NVT to Protect against Flash Infection

[AtlBo]

Have the elements of Flash all listed in the Whitelisted processes in NVT 3.1.0.0. This is because I chose to allow it during installation along with Windows processes. Once the installation was complete, I unchecked "Allow Windows system protected processes" in settings and "Allow all software from the Programs Files folder". I've been over the list of allowed that were allowed during the installation, and I am fairly confident the setup is malware free.

I would rather not block Flash player, as I have Firefox set up to show a pop up for me, so that I can choose to run the player on demand. That mentioned, is there anything that I need to do with NVT to protect against possible Flash drive by attacks? I also have all the elements of Flash being monitored in EMET.

One last question. What should I be wary of when looking at NVT pop ups for a Flash type of attack, should the attack get by EMET? Would it typically be a temp folder thing or more likely something from Windows in the form of a command line? Never seen the details of one of these types of attacks before.
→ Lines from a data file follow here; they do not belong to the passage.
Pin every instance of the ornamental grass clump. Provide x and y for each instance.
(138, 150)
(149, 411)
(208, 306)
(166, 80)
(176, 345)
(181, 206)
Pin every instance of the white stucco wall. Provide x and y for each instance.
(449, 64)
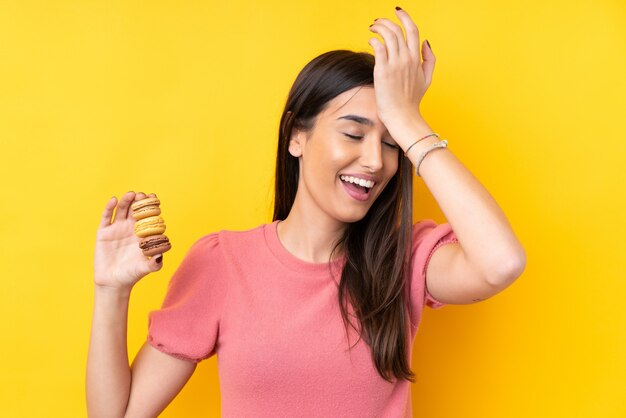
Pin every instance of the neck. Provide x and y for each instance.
(310, 236)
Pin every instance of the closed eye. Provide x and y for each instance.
(360, 137)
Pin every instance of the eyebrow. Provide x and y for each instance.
(358, 119)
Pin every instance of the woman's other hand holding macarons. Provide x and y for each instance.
(119, 263)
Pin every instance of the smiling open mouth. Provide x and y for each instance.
(357, 188)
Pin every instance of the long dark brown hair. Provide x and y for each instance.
(377, 247)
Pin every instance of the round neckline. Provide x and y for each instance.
(288, 259)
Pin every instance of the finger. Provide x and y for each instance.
(380, 53)
(122, 208)
(429, 62)
(107, 215)
(391, 42)
(403, 49)
(412, 32)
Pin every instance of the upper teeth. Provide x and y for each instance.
(365, 183)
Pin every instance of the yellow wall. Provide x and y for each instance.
(183, 99)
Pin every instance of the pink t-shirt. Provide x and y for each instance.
(274, 322)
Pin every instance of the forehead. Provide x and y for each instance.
(359, 100)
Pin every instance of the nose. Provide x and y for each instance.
(372, 154)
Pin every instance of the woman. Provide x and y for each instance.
(315, 313)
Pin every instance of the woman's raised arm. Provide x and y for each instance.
(112, 388)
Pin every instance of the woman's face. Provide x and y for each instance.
(348, 140)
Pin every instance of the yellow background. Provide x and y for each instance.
(183, 99)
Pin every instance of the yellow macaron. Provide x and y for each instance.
(152, 225)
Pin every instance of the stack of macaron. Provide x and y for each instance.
(150, 226)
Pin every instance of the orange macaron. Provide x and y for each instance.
(145, 208)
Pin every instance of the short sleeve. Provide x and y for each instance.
(427, 237)
(187, 324)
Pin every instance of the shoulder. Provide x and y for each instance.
(226, 240)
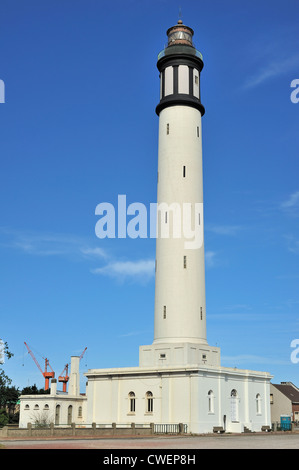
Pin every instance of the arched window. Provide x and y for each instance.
(258, 402)
(132, 402)
(149, 402)
(211, 401)
(234, 404)
(57, 414)
(69, 414)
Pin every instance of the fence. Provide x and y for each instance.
(93, 429)
(170, 428)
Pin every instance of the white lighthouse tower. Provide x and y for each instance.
(180, 305)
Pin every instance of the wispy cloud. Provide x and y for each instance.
(140, 270)
(230, 230)
(49, 244)
(210, 259)
(273, 69)
(291, 205)
(292, 244)
(252, 359)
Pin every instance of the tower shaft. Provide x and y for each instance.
(180, 307)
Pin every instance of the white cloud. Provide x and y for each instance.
(94, 252)
(210, 258)
(272, 70)
(291, 205)
(252, 359)
(49, 244)
(224, 229)
(140, 270)
(292, 244)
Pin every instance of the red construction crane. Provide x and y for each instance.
(65, 378)
(47, 374)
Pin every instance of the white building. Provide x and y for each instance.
(179, 378)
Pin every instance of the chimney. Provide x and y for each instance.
(74, 382)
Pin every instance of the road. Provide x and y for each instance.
(241, 441)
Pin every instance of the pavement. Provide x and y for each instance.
(224, 441)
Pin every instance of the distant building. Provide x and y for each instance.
(180, 378)
(284, 400)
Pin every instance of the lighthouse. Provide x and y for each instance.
(180, 381)
(180, 307)
(180, 302)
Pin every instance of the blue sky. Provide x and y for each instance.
(78, 127)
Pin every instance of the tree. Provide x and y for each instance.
(33, 390)
(4, 379)
(8, 395)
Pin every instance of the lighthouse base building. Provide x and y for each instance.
(193, 390)
(180, 378)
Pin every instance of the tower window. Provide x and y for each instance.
(132, 402)
(149, 402)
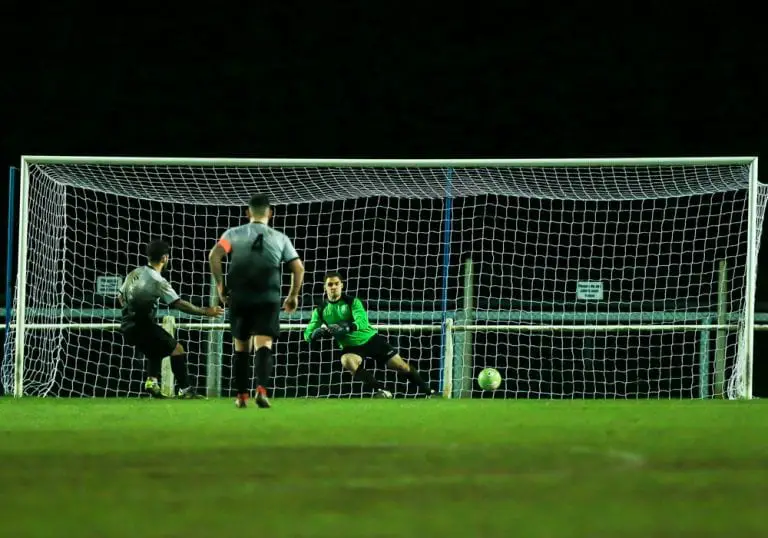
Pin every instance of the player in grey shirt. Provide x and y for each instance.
(253, 291)
(144, 288)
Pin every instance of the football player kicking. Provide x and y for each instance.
(345, 318)
(139, 297)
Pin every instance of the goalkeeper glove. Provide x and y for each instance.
(318, 333)
(341, 328)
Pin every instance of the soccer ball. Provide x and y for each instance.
(489, 379)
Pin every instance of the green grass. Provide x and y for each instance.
(371, 468)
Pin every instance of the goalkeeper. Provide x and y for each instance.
(345, 319)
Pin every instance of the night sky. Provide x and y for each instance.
(448, 81)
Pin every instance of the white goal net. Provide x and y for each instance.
(575, 279)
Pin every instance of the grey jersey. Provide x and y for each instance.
(142, 292)
(256, 254)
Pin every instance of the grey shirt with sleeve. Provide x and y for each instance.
(143, 290)
(256, 254)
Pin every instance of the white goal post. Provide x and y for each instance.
(575, 278)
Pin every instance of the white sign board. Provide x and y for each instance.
(108, 285)
(589, 290)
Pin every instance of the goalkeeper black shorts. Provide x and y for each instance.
(151, 339)
(377, 348)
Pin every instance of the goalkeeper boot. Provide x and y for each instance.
(261, 398)
(241, 402)
(382, 393)
(152, 386)
(190, 394)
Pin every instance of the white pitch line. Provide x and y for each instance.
(631, 459)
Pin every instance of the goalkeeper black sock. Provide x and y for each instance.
(179, 369)
(263, 366)
(155, 367)
(361, 374)
(242, 366)
(414, 377)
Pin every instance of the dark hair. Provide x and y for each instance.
(332, 274)
(156, 250)
(258, 204)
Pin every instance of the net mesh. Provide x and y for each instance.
(655, 237)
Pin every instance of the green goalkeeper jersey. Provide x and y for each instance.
(345, 309)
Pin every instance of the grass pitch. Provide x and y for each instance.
(376, 468)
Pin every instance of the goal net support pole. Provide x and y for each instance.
(514, 214)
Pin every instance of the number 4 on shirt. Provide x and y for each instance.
(258, 243)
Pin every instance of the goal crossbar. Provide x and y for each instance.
(387, 163)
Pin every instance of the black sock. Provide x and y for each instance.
(263, 366)
(155, 367)
(361, 374)
(241, 363)
(179, 369)
(414, 377)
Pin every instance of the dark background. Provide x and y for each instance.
(354, 81)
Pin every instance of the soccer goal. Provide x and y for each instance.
(576, 278)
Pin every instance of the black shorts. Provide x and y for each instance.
(152, 340)
(258, 319)
(377, 348)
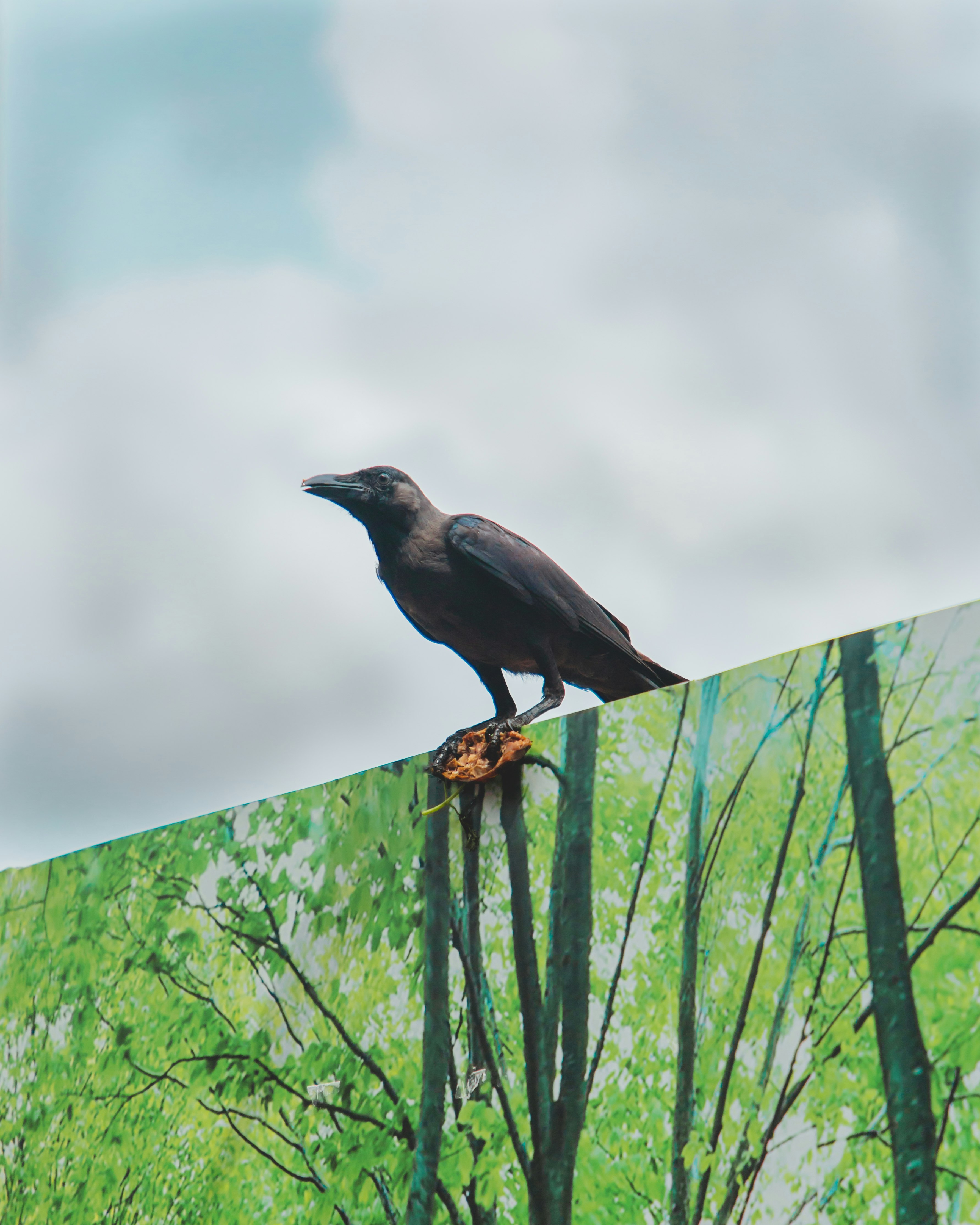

NVT is great, but the pop ups can begin to look amazingly alike, so I am trying to understand as much as I can about what to look for from malware attacks.

 

[shmu26]

this is what your vulnerable processes list is for. Keep it up to date (after cumulative windows update, refresh it, because the hashes might have changed)
you can add to it, too

 

[shmu26]

don't think of it as a flash "attack", it is more properly called a flash "exploit".
That means that the malcoders find a little hole in flash, by which to enter the file system of the computer. Once they are in, in order to get their job done, they need to find a process that can be bent to their will. This is called a "vulnerable" process. They use it to:
1 download the payload
2 load dlls
3 make registry changes and add startup entries and disable AV
4 ???

 

[AtlBo]

Thanks shmu26. Two questions about the Whitelist in NVT. If I set a process as vulnerable, will I always get an alert even if the process is in the Whitelist Safe Applications (as long as the command line is not WLed)? Do I need to double check this? Also, does the Whitelist Safe Applications mean that specific command lines aren't alerted for a process? I want to see all command line activity that I haven't WLed as a command line.

 

[shmu26]

Thanks shmu26. Two questions about the Whitelist in NVT. If I set a process as vulnerable, will I always get an alert even if the process is in the Whitelist Safe Applications (as long as the command line is not WLed)? Do I need to double check this? Also, does the Whitelist Safe Applications mean that specific command lines aren't alerted for a process? I want to see all command line activity that I haven't WLed as a command line.

Hi, the vulnerable process list overrides the whitelist, so yes, you will get a prompt, even if you whitelisted that process. You can check it out if you want, but I have found it to be very reliable.

if you whitelist an application, this means that it can be executed without producing a prompt. But if your nice, friendly whitelisted app then goes and tries to execute a different app, you will get a prompt for that, and you will have to whitelist the command line.

 

[AtlBo]

You know I think I was thrown off by being unable to choose both. That was maybe a couple of days after I started using NVT ERP. I really appreciate you helping out with this shmu26. Great.